Tuesday, August 21, 2007

Grape Expectations

After two lazily-paced weeks in and around Cape Town, we embarked upon a drive to South Africa’s renowned wine country for the weekend. Our accommodations at the Le Quartier Francais boutique hotel in the upscale hamlet of Franschoek had come highly recommended by Cassandra who had even gone so far as to secure for us a suite at the exclusive Four Quarters wing at a 30% off-season discount. Despite some initial trepidation, Vik was coerced into doing the driving (on the opposite side of the road, to his chagrin, in a country with a formidable contingent of aggressive drivers). Fortunately, with a map in hand, we were able to make the one hour northeasterly journey with relative ease.

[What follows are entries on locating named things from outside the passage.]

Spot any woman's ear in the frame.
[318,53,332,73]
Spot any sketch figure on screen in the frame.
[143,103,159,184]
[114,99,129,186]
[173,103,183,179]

After passing by the prison where Nelson Mandela was transferred after his incarceration on Robben Island, we arrived in Franschoek at ten in the morning. Once on the Le Quartier grounds, we assumed that we would merely drop off our bags before soliciting some local advice on which vineyards to visit. To our surprise, however, we found that our room was ready and that we were able to check in immediately. Once we entered the threshold of the more 1,000 square foot suite with separate living and sleeping quarters, heated floors, old-fashioned fireplace, double plasma televisions and mini-bar stocked with complimentary bottles of local wines, ciders and champagne, it took all of our collective willpower to even consider leaving the premises.

After a scrumptious lunch (included in our nightly rate), the lush winelands nestled in the nearby valleys of several rugged mountains range beckoned us. Over the proceeding afternoon hours, we sampled reds, whites and even schnapps at several Franschoek vineyards, all within a twenty-minute drive of our hotel. We found that we enjoying our stay to such a degree that we extended our stay for an additional night in order to have the entire weekend to enjoy and explore the picturesque countryside.

That evening, we made our way to Haute Cabriere to enjoy the gastronomical delight of a delectable three-course meal paired with the perfect bottle of red wine. Upon leaving the vineyard, we looked up to behold the brightly-shining stars in the crystal clear southern sky. As we stood gazing at the unfamiliar constellations of the Southern Hemisphere, we both noted that we had never seen such an impressive and brilliant array of stars. Walking back to the rental car in the brisk evening air, we greatly looked forward to returning to the warmth of the blazing hardwood-fed fire in our room.

The next morning we arose to a private breakfast on the balcony and a lazy day in the suite. Despite the secluded nature of Four Quarters, the hotel grounds were situated near the town’s main street. We took a leisurely stroll down Huguenot Street, listening to the street musicians and poking our heads into various boutiques. For the remainder of the day, the arsenal of DVDs available had us engrossed in quality movie after quality movie, including Born Into Brothels, Little Miss Sunshine, Bobby and Hotel Rwanda. Primarily to give our weary eyeballs a rest, we went out for a quick dinner that didn’t quite compare with its predecessor.

When Sunday arrived, we bid a fond farewell to our suite. On the way back to Cape Town, we stopped at a few vineyards in Stellenbosch (although several others that we drove to ended up being closed on Sunday). Our short drive back passed without incident and Vik let out an audible sigh of relief as we pulled into the rental car return lot. Our romantic weekend had been a perfectly-relaxing and satisfying getaway.